Perjalanan kami tidak
sampai pada gua. Joko mengajak kami untuk menikmati dinginnya air Sei Landak
atau Sungai Landak. Pemandian alam yang satu ini tidak terlalu jauh dari gua
Kampret. Sekitar 15 menit dengan berjalan kaki melewati perkebunan sawit dan
karet, kami sampai di Sei Landak.
Air hijau yang dingin,
beraliran deras, banyak bebatuan, dan dikelilingi hutan karet. Kami memilih
meletakkan barang-barang kami di batu-batu yang berada di tengah sungai dan
mengakibatkan aliran sungai menjadi dua jalur.
Kami membersihkan diri
disini. Sei Landak jauh lebih indah dibandingkan dengan pemandian alam Bukit
Lawang yang sangat terkenal itu. Keindahan Sei Landak ini belum banyak yang
tahu.
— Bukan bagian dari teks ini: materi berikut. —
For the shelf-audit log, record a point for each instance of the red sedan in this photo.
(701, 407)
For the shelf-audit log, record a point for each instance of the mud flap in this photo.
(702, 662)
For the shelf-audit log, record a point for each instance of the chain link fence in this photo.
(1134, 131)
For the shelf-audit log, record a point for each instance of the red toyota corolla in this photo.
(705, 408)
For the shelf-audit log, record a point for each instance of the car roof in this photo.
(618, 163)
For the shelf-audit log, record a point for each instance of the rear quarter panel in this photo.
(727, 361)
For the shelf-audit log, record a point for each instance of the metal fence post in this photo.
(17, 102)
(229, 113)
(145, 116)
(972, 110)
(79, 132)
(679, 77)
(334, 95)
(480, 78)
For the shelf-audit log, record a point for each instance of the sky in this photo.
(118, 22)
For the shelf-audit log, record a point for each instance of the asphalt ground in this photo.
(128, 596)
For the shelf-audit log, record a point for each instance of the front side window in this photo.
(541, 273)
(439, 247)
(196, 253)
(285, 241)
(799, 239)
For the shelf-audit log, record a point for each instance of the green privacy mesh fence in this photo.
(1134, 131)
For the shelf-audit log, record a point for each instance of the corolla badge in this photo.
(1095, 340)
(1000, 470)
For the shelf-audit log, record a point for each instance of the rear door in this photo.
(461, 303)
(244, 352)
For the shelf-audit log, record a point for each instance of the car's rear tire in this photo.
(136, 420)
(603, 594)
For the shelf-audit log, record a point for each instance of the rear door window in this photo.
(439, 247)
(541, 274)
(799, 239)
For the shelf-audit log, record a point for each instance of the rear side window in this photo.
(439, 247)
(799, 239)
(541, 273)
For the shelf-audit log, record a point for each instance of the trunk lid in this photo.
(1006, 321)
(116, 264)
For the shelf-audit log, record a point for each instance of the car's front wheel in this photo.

Sehingga belum banyak pelancong datang ke tempat ini.
Tuhan menciptakan alam
untuk dinikmati para manusia. Manusia hanya diminta menjaga dan merawat alam
yang dititipkan di dunia ini. Mari kita jaga alam kita, cintai mereka seperti
mereka mencintai kita dengan memberikan kebutuhan yang kita inginkan. Jangan
biarkan Tuhan marah melalui alamnya.